Gianni Palermo fece, ancora ansimante, un profondo sospiro di sconfitta. 



giovedì 11 luglio 2013

L'effetto falena: accecati da troppe prove

Di Ugo Bardi
Da “The frog that jumped out”. Traduzione di MR


Una falena che vola verso una fiamma probabilmente non la vede più negli ultimi istanti prima di esserne consumata. Troppa luminosità crea cecità. Troppe prove ci rendono ciechi dal vedere le minacce che stiamo affrontando: cambiamento climatico catastrofico ed esaurimento delle risorse. (Immagine da goodgrieflinus)



Molta gente mi ha chiesto perché il mio nuovo libro “Il Pianeta saccheggiato” è stato pubblicato in tedesco e non in inglese (anche se l'ho scritto in inglese). La ragione è semplice: è stato relativamente facile trovare un editore inglese, molto più difficile trovarne uno che pubblicasse la versione inglese (*). Quando venivano contattati, gli editori americani e inglesi scuotevano semplicemente la testa. Secondo loro, c'era zero interesse per un libro sull'esaurimento delle risorse e sul cambiamento climatico catastrofico – che da costituiscono l'argomento principale del libro. Questi sono temi che sono impensabili ed impronunciabili nell'attuale dibattito nel mondo anglofono, eccetto che come opinione marginale tenuta da piccoli gruppi di bastian contrari.

Non posso criticare quegli editori: conoscono il loro mercato. In questo momento, il sentimento generale sembra essere che pochi anni di aumento di produzione petrolifera negli Stati Uniti (ed in una regione specifica degli Stati Uniti) siano stati abbastanza per distruggere completamente il concetto stesso di “picco del petrolio” e, in aggiunta, di screditare completamente qualsiasi dichiarazione sul fatto che abbiamo un problema generale di esaurimento di tutte le risorse minerali. Allo stesso tempo, il cambiamento climatico catastrofico rimane un tema di interesse solo per gli orsi polari.
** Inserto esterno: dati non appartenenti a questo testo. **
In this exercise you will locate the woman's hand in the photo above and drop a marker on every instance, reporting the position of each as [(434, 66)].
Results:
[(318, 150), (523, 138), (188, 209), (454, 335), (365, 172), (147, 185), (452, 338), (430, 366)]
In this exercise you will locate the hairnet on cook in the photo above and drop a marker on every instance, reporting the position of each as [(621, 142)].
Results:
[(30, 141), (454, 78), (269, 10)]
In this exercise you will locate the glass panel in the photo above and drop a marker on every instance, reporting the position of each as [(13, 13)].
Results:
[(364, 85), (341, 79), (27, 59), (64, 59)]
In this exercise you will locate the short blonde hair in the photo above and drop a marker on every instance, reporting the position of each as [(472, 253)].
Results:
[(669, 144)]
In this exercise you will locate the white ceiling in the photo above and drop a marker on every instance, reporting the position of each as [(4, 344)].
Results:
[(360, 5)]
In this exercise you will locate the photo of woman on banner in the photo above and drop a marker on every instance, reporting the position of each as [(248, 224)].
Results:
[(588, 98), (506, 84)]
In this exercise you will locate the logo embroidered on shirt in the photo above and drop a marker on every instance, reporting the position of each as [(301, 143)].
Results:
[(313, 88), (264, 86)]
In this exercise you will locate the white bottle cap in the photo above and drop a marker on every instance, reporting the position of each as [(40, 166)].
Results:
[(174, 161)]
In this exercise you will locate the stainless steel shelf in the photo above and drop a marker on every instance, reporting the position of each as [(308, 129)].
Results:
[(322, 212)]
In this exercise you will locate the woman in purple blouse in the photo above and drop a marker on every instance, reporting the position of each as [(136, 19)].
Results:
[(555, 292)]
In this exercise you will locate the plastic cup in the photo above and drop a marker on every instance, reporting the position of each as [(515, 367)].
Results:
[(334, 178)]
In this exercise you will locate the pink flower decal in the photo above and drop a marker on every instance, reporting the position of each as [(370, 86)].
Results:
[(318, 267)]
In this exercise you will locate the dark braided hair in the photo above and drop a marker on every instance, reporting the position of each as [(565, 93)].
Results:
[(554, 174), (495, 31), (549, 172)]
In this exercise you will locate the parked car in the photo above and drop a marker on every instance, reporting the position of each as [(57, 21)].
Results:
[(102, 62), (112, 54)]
La situazione sembra leggermente migliore in Germania, dove è ancora possibile portare avanti un dibattito serio su questi temi e dove la stampa ha risposto molto bene alla pubblicazione del libro. Anche in Germania, tuttavia, ci sono segni che il dibattito possa evolvere nella direzione sbagliata, vale a dire chiudere tutte le opzioni eccetto quella che comporta maggiori perforazioni e più profonde per petrolio e gas.

Pensate per un momento a questa situazione: che diavolo sta succedendo? I problemi del cambiamento climatico e dell'esaurimento del petrolio non sono mai stati così chiari di quanto lo siano ora. Basti guardare alla calotta glaciale dell'Artico: neghereste che si stia fondendo ed anche rapidamente? E guardate i prezzi di mercato di tutte le risorse minerali: potete negare che tutto ora costi tre volte tanto di quanto non costasse 10 anni fa? E sapete anche che l'esaurimento ci sta spingendo ad usare più carbone e che più carbone sta portando più cambiamento climatico. Andiamo, dannazione: come potete ignorare l'evidenza così platealmente? Tutto questo sta succedendo davvero!

E nonostante ciò, il mondo anglofono sembra essere completamente cieco di fronte all'evidenza. Credo che non ci sia altra spiegazione che quella di invocare il concetto di “falena accecata dalla luce”. Immagino che, negli ultimi istanti, una falena non veda nemmeno la fiamma nella quale sta volando dentro. Ne è completamente accecata. Dobbiamo essere soggetti a qualcosa di simile. Stiamo volando nel disastro totale volontariamente, puntando perfettamente alla massimizzazione del danno a noi stessi e totalmente ciechi.

Dicono che le falene volino dentro alla luce intensa perché i loro cervelli orientati alla ricerca di luci deboli, forse per dirigere il loro volo – semplicemente non sono attrezzati per gestire luci molto intense. Il nostro sistema decisionale sembra soffrire dello stesso problema: è orientato alla ricerca del profitto economico a breve termine e non è mai stato concepito per qualcosa d''altro. Le prove del disastro in arrivo gli sono incomprensibili, quindi le spegne semplicemente. Più le prove aumentano, più il sistema opera attivamente per spegnerle. E vola nella fiamma.




(*) Alla fine, siamo stati in grado di trovare un editore che si prenderà cura della versione inglese de “Il Pianeta saccheggiato”. Se va tutto bene, dovrebbe uscire in autunno.